Truth or Consequences: Your Call, Saint John

Media Appearances, Municipal Government, Frontier Centre

Sometimes when I want to get a snapshot of what the people are thinking, I go to the newspaper’s online site. At the top of the list, both in terms of most read and most commented, was "Pothole Pandemonium" (Feb. 18) with 33 comments mostly critical of the condition of our streets with literally hundreds of thumbs-up. However, one particular comment unrelated to the public’s growing disenchantment with the condition of our streets caught my attention. Here it is:

The Pothole Pandemonium story that ran on C1 of the Feb. 18 edition of the Telegraph-Journal received several comments online from readers.

"This is a bit off topic … and please, I think you all know where I stand on the oversight our current council gives this city! But why is it that Saint John gets all the bad press? Moncton and Fredericton both have homelessness and poverty. They both have old building stock and depopulated centres. They have questionable financial practices and snow removal and parking issues. And they both have potholed streets the same as Saint John. So what do we get in the paper? Saint John battered in the press again.

"I can’t help but wonder just who is going to benefit from Saint John becoming a ghost town (given all the negatives that are bandied about)? Who wants this to happen? We hardly ever hear about the ‘bad’ news from the other cities in this paper but boy, does Saint John take it on the chin!

"Meanwhile, Moncton is growing by leaps and bounds and Fredericton becomes more entrenched as a beautiful little N.B. city." – Ella H.

Ella has presented us with a very valid question.

So, what’s the answer? Does Saint John become a magnet for businesses and people by ferreting out the good news stories and sweeping under the rug the stuff city hall doesn’t like to talk about – news reports that don’t place the city in a favourable light – and hope for the best?

Will marketing alone reverse a city’s image, fortunes and produce the desired results, or is there more to it than that?

The City of Saint John currently has a million-dollar marketing budget. There’s an old saying that "a coat of paint will hide a multitude of sins." Do we get a million-dollar paint job, or do we get transparency? It’s your money – what do you think?
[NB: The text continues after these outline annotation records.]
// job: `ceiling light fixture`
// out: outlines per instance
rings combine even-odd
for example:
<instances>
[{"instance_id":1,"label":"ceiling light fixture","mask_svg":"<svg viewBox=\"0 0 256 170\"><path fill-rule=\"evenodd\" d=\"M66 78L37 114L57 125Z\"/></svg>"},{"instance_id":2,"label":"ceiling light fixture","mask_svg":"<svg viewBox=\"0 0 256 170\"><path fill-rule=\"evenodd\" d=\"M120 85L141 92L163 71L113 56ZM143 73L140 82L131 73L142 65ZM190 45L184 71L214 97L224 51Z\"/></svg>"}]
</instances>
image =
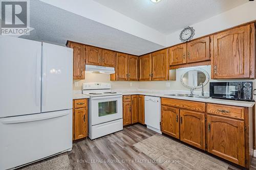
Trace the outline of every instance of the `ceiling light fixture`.
<instances>
[{"instance_id":1,"label":"ceiling light fixture","mask_svg":"<svg viewBox=\"0 0 256 170\"><path fill-rule=\"evenodd\" d=\"M153 3L159 3L161 1L161 0L151 0L151 2L152 2Z\"/></svg>"}]
</instances>

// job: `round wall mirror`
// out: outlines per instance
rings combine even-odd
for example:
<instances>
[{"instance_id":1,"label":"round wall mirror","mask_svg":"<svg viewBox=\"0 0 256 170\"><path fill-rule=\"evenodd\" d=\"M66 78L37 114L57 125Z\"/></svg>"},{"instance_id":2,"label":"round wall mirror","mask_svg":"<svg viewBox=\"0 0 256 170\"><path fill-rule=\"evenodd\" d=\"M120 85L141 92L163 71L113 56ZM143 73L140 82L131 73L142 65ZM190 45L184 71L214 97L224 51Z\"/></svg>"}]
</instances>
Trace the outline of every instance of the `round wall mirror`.
<instances>
[{"instance_id":1,"label":"round wall mirror","mask_svg":"<svg viewBox=\"0 0 256 170\"><path fill-rule=\"evenodd\" d=\"M193 68L184 72L181 76L180 81L185 87L196 89L202 87L202 83L204 86L209 81L209 74L204 69L200 68Z\"/></svg>"}]
</instances>

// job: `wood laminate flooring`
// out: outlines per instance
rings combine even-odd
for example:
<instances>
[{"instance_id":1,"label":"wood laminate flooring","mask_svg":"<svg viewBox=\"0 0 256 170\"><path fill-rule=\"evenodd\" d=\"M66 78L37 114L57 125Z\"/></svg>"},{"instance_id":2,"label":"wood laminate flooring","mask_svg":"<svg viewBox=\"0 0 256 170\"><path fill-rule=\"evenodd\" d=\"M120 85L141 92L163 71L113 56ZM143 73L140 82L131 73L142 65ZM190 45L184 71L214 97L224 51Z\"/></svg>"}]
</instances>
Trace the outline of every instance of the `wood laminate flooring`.
<instances>
[{"instance_id":1,"label":"wood laminate flooring","mask_svg":"<svg viewBox=\"0 0 256 170\"><path fill-rule=\"evenodd\" d=\"M167 170L167 168L133 145L156 134L143 126L136 124L93 140L88 138L73 143L72 151L60 156L68 155L71 169ZM53 158L58 156L60 155ZM46 161L53 158L48 158ZM250 169L256 170L255 158L253 158ZM240 169L229 165L228 169Z\"/></svg>"}]
</instances>

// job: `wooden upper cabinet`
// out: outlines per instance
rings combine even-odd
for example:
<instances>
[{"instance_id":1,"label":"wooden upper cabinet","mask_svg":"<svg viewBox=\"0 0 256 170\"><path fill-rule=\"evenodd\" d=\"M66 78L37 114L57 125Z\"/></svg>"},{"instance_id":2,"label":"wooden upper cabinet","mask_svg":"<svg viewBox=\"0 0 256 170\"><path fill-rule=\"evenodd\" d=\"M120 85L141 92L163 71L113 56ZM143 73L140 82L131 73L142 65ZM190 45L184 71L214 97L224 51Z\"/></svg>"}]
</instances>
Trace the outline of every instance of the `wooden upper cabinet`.
<instances>
[{"instance_id":1,"label":"wooden upper cabinet","mask_svg":"<svg viewBox=\"0 0 256 170\"><path fill-rule=\"evenodd\" d=\"M75 42L69 42L68 46L73 49L73 79L84 79L84 45Z\"/></svg>"},{"instance_id":2,"label":"wooden upper cabinet","mask_svg":"<svg viewBox=\"0 0 256 170\"><path fill-rule=\"evenodd\" d=\"M161 131L165 134L180 138L179 109L162 105L161 107Z\"/></svg>"},{"instance_id":3,"label":"wooden upper cabinet","mask_svg":"<svg viewBox=\"0 0 256 170\"><path fill-rule=\"evenodd\" d=\"M145 109L144 95L139 95L139 123L145 125Z\"/></svg>"},{"instance_id":4,"label":"wooden upper cabinet","mask_svg":"<svg viewBox=\"0 0 256 170\"><path fill-rule=\"evenodd\" d=\"M151 80L151 54L139 57L140 81Z\"/></svg>"},{"instance_id":5,"label":"wooden upper cabinet","mask_svg":"<svg viewBox=\"0 0 256 170\"><path fill-rule=\"evenodd\" d=\"M132 107L131 102L123 102L123 125L132 123Z\"/></svg>"},{"instance_id":6,"label":"wooden upper cabinet","mask_svg":"<svg viewBox=\"0 0 256 170\"><path fill-rule=\"evenodd\" d=\"M186 43L176 45L169 48L168 57L170 65L186 63Z\"/></svg>"},{"instance_id":7,"label":"wooden upper cabinet","mask_svg":"<svg viewBox=\"0 0 256 170\"><path fill-rule=\"evenodd\" d=\"M244 166L244 122L208 115L208 152Z\"/></svg>"},{"instance_id":8,"label":"wooden upper cabinet","mask_svg":"<svg viewBox=\"0 0 256 170\"><path fill-rule=\"evenodd\" d=\"M213 36L212 79L250 77L250 27L241 26Z\"/></svg>"},{"instance_id":9,"label":"wooden upper cabinet","mask_svg":"<svg viewBox=\"0 0 256 170\"><path fill-rule=\"evenodd\" d=\"M102 50L102 66L115 67L116 65L116 52L108 50Z\"/></svg>"},{"instance_id":10,"label":"wooden upper cabinet","mask_svg":"<svg viewBox=\"0 0 256 170\"><path fill-rule=\"evenodd\" d=\"M86 46L86 64L101 65L102 50L92 46Z\"/></svg>"},{"instance_id":11,"label":"wooden upper cabinet","mask_svg":"<svg viewBox=\"0 0 256 170\"><path fill-rule=\"evenodd\" d=\"M132 124L139 121L139 95L132 95Z\"/></svg>"},{"instance_id":12,"label":"wooden upper cabinet","mask_svg":"<svg viewBox=\"0 0 256 170\"><path fill-rule=\"evenodd\" d=\"M167 50L164 49L152 54L152 75L151 80L167 80L169 72Z\"/></svg>"},{"instance_id":13,"label":"wooden upper cabinet","mask_svg":"<svg viewBox=\"0 0 256 170\"><path fill-rule=\"evenodd\" d=\"M205 150L204 113L181 109L180 117L180 140Z\"/></svg>"},{"instance_id":14,"label":"wooden upper cabinet","mask_svg":"<svg viewBox=\"0 0 256 170\"><path fill-rule=\"evenodd\" d=\"M191 41L187 44L187 63L210 59L210 37Z\"/></svg>"},{"instance_id":15,"label":"wooden upper cabinet","mask_svg":"<svg viewBox=\"0 0 256 170\"><path fill-rule=\"evenodd\" d=\"M128 55L117 53L116 55L116 80L128 80Z\"/></svg>"},{"instance_id":16,"label":"wooden upper cabinet","mask_svg":"<svg viewBox=\"0 0 256 170\"><path fill-rule=\"evenodd\" d=\"M139 80L139 57L129 55L129 80Z\"/></svg>"}]
</instances>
The question asked by Ella was why do Fredericton and Moncton seem to get all the good press and move ahead while Saint John seems to come up with the short end of the stick? Is it possible that both cities have a better track record? Why is it that one kid in school comes up with straight As while another ends up with a failing grade? Aren’t the grades assigned simply a reflection of effort and results achieved?
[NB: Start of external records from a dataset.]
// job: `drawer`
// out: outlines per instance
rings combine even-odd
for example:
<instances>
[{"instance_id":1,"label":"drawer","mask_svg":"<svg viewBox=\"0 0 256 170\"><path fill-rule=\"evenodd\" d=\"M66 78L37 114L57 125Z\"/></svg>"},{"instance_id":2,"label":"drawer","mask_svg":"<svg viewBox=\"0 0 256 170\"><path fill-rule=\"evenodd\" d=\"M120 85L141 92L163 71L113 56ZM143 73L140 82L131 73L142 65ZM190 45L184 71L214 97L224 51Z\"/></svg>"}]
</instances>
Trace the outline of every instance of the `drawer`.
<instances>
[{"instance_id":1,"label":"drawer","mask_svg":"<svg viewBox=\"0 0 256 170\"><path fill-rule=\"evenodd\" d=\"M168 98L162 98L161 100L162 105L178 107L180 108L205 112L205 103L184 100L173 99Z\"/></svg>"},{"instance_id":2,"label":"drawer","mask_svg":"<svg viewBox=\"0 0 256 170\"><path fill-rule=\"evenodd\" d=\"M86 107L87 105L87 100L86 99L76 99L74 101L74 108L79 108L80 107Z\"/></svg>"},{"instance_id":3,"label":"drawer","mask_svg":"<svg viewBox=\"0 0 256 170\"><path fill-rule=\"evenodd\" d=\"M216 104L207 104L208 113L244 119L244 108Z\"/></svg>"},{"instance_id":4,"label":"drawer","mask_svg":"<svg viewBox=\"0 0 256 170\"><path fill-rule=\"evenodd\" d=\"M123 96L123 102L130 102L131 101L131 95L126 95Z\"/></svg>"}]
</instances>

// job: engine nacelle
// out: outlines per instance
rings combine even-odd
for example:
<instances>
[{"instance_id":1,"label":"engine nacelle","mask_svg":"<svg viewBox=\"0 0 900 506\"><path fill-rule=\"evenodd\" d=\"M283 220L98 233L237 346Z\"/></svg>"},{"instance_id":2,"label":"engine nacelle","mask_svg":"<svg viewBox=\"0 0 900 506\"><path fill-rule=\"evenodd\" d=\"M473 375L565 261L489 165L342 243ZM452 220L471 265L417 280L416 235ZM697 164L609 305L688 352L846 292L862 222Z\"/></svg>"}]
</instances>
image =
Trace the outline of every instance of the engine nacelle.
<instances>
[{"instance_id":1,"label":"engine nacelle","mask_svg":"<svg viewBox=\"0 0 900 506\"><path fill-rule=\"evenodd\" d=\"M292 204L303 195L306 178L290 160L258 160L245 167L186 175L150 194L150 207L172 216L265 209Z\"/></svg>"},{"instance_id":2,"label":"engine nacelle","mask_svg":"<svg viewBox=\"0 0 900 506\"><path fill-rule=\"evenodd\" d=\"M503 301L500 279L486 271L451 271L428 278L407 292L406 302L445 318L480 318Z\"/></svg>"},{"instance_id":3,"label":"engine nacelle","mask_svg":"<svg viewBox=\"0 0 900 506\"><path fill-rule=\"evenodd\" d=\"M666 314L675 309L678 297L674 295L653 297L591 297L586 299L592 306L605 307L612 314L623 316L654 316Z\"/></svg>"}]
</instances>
Speaking of grades, Fredericton (rated fourth) and Moncton (rated fifth) have consistently scored high on the Moneysense 2010 annual report on Best Places to Live based on a broad set of criteria, while Saint John struggles at a distant 87th on the list. The results for the three cities were pretty much the same for 2009. With respect to the issue of Moncton and Fredericton’s shortcomings – taxes, potholes, homeless, poverty, dilapidated building, etc. – these are all factored in by Moneysense in determining a city’s rating. It’s not if you have shortcomings, but the degree to which these negatives exist in your community.

The press doesn’t create the ratings; the press simply reports on them.

Saint John rated dead last out of 133 cities on the Frontier Centre’s national Municipality Transparency Index. (Results can be found at

How do you turn those results into favourable press, or a good news story?

Anecdotally, I’ll pose a scenario: a middle-aged, overweight smoker has gone to a clinic for a medical evaluation. Should the doctor compliment the individual on how nicely he or she is dressed, or should the patient be told that if he or she doesn’t quit smoking and lose weight, they’ll be a candidate for diabetes, cancer or cardiovascular disease?

Twentieth century electrical engineer and inventor Charles F. Kettering once stated, "A problem well stated is a problem half solved."

Saint John clearly has the potential to be one of the top five cities in Canada in which to live, but accepting the good, bad and ugly of our city is the first step toward solving problems and achieving that objective.

So, which is it Saint John: the truth, or the rose-coloured glasses? Your call.